Edmond Amran El Maleh, militant de la première heure
de la cause de l’Indépendance du Maroc, est décédé lundi 15
novembre à l’hôpital militaire Mohammed V de Rabat à l’âge de 93
ans. Né en 1917 à Safi (Maroc), au sein d’une famille
juive originaire d’Essaouira, Edmond Amran El Maleh a longtemps
été le responsable du Parti Communiste Marocain, du temps de la
clandestinité, à l’époque du combat pour l’indépendance du
Royaume du protectorat français.
A l’indépendance du Maroc, il cessera toute activité politique,
quittant le Maroc en 1965 pour s’exiler, volontairement, en
France, l’année où s’impose la dictature d’ Hassan II. A Paris
où il demeurera pendant près de trente ans, Edmond Amran El
Maleh, enseignera la philosophie, parallèlement à des activités
journalistiques
À partir de 1980, à 63 ans, il se met à écrire une série de
romans et un recueil de nouvelles.
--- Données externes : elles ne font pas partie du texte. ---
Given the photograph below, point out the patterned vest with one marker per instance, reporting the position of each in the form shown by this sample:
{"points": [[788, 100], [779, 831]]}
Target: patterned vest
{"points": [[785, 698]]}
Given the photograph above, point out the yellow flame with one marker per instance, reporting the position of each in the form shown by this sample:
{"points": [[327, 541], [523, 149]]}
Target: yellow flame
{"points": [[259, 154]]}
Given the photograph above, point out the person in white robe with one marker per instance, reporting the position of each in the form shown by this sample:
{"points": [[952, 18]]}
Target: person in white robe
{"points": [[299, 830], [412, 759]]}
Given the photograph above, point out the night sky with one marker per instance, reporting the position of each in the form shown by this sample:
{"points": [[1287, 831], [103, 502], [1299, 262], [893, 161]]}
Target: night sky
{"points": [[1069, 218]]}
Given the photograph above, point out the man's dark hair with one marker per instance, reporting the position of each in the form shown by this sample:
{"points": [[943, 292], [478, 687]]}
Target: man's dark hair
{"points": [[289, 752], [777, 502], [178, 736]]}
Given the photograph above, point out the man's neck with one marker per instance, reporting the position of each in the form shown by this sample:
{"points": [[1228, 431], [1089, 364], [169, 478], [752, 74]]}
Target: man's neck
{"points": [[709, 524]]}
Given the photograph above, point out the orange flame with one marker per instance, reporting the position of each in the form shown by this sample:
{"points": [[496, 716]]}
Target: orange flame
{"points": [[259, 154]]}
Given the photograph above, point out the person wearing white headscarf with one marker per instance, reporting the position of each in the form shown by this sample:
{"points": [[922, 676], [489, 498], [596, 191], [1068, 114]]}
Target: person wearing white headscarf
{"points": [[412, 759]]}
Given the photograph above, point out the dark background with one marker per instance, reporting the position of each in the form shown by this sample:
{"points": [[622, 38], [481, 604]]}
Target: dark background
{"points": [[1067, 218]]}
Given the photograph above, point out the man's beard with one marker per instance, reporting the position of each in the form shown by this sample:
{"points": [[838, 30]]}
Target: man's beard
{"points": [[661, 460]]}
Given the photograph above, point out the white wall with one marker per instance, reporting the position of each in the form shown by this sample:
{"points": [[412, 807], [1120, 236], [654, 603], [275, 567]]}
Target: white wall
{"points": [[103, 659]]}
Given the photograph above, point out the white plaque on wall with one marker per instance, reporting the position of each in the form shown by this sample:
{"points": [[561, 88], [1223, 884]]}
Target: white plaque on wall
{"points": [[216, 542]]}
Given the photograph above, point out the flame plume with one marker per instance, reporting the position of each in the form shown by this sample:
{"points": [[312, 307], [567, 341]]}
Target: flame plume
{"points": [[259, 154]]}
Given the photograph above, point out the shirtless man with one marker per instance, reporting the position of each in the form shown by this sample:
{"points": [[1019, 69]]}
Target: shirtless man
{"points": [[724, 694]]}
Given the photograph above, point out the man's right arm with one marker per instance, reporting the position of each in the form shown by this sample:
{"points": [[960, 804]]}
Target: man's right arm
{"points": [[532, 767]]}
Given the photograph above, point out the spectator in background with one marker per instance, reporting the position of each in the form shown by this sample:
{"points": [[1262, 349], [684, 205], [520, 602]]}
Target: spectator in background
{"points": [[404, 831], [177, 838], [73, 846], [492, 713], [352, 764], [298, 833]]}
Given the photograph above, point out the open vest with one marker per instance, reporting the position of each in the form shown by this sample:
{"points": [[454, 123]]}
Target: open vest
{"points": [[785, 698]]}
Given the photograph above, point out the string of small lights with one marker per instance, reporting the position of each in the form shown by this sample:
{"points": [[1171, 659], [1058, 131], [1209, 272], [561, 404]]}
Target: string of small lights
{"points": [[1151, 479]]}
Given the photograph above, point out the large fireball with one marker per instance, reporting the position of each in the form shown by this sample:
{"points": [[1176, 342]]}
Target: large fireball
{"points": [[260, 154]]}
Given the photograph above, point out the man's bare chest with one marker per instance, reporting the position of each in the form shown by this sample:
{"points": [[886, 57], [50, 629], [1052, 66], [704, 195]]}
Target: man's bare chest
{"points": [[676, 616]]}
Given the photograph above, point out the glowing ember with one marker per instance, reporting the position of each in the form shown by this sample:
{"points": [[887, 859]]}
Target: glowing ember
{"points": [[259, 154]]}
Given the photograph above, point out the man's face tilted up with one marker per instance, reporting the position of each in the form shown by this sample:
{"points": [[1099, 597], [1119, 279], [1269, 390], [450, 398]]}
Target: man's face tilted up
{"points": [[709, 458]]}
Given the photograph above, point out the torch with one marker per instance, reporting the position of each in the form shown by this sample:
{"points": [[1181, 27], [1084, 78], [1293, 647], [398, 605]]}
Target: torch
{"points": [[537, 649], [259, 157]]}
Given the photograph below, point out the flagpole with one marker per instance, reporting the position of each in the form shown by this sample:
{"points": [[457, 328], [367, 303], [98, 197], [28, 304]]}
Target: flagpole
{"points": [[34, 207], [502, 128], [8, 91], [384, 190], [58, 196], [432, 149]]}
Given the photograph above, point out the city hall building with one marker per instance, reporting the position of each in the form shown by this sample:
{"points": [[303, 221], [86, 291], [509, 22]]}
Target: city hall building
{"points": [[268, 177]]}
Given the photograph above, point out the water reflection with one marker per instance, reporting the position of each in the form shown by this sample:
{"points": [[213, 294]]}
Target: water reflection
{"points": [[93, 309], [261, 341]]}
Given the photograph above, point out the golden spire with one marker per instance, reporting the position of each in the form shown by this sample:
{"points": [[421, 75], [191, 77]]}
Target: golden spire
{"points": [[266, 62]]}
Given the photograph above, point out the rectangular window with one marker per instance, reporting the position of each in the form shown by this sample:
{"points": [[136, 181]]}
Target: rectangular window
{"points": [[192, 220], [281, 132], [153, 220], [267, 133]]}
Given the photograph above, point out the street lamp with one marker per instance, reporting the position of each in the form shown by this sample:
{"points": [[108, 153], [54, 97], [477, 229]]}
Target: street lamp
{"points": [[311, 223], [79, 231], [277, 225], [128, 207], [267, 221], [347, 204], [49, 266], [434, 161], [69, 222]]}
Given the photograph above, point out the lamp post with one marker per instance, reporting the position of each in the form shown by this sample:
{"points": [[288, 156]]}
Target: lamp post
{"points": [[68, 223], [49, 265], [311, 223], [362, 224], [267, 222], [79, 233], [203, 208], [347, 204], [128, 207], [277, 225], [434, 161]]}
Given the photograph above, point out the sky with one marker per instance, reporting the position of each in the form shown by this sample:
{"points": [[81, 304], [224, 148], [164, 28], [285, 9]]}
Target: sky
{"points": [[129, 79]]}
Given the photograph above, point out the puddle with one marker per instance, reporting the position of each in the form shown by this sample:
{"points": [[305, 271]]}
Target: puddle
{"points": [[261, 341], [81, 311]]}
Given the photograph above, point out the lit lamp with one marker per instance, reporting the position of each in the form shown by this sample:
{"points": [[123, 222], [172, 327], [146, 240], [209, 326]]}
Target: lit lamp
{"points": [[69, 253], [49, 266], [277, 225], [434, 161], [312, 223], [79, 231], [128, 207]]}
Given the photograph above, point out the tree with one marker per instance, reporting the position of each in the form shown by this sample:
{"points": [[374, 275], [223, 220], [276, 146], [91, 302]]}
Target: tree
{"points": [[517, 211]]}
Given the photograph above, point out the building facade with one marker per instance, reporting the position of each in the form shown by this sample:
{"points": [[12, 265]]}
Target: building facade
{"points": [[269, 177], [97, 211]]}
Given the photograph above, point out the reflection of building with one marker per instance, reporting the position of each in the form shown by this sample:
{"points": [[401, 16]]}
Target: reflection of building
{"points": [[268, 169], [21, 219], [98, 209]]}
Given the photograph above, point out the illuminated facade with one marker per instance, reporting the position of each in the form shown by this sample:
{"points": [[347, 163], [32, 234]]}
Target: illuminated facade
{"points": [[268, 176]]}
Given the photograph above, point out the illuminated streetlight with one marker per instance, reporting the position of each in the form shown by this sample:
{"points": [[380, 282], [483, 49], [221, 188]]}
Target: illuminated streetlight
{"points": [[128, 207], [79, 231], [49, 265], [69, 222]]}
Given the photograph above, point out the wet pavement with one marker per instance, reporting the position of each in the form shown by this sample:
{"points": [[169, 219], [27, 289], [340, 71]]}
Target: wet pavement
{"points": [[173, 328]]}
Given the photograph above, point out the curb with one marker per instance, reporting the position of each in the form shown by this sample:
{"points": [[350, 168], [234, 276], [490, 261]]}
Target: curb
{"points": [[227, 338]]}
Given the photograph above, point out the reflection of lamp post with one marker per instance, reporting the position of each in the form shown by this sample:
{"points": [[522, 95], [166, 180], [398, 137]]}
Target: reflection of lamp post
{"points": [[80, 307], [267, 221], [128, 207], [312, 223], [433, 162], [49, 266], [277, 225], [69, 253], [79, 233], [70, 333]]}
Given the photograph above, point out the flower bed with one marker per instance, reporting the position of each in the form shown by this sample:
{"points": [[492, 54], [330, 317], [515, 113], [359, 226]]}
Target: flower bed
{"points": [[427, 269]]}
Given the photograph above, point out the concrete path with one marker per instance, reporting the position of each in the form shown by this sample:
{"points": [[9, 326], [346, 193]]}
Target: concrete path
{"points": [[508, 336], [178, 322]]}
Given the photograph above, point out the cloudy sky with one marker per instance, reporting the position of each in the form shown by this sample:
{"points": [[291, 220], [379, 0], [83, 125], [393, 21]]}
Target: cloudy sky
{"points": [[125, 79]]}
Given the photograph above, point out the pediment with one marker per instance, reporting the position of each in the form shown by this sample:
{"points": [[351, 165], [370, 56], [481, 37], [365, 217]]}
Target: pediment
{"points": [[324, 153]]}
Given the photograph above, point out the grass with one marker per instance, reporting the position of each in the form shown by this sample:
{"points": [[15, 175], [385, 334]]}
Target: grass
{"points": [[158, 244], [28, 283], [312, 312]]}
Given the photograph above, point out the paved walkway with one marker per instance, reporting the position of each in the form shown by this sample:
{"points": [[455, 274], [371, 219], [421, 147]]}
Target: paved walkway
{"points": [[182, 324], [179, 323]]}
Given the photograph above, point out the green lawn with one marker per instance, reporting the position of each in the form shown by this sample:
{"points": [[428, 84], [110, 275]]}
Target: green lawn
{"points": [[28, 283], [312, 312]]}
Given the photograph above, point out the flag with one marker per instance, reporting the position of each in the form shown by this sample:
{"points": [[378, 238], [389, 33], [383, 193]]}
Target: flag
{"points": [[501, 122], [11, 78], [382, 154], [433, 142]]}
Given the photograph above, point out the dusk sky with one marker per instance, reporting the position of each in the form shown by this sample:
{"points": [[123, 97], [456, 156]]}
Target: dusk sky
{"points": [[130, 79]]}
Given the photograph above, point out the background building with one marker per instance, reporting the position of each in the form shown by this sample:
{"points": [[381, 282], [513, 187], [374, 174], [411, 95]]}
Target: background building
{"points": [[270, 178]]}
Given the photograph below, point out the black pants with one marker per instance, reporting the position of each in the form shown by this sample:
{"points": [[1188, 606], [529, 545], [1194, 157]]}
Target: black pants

Ses écrits sont tous
imprégnés d’une mémoire juive et arabe qui célèbre la symbiose
culturelle d’un Maroc arabe, berbère et juif.
Il a reçu, en 1996, le Grand Prix du Maroc pour l’ensemble de
son œuvre. «Écrivant en français, je savais que je n’écrivais
pas en français. Il y avait cette singulière greffe d’une langue
sur l’autre, ma langue maternelle l’arabe, ce feu intérieur»,
soutiendra Edmond Amran El Maleh dans la revue « Le Magazine
littéraire » en mars 1999.
Juif marocain, défenseur résolu de la cause palestinienne, à
l’instar du mathématicien Sion Assidon et de l’ingénieur Abraham
Sarfati, qui connaîtront la prison, Edmond Amran El Maleh
appartient à cette catégorie de personnes qui font honneur au
judaïsme marocain en ce qu’ils n’ont jamais renié leurs
convictions, en dépit des contraintes et des tentatives de
séduction.
Sa notoriété intellectuelle, grande, ne lui vaudra toutefois pas
les feux de la rampe, en raison précisément de ses positions pro
palestiniennes. Un hommage sera rendu mardi à ce grand
intellectuel et homme de gauche au cimetière juif de Rabat,
avant d’être inhumé le même jour, selon ses voeux, à Essaouira
(sud-ouest).
Abraham Sarfati,
Le plus célèbre des opposants marocains au régime du roi Hassan
II, est décédé, lui, le 18 novembre 2010, dans une clinique de
Marrakech.
Né à Casablanca, au Maroc, en 1926, dans une famille juive de la
petite bourgeoisie de Tanger, il sort diplômé de l’École
Nationale Supérieure des Mines de Paris, en 1949.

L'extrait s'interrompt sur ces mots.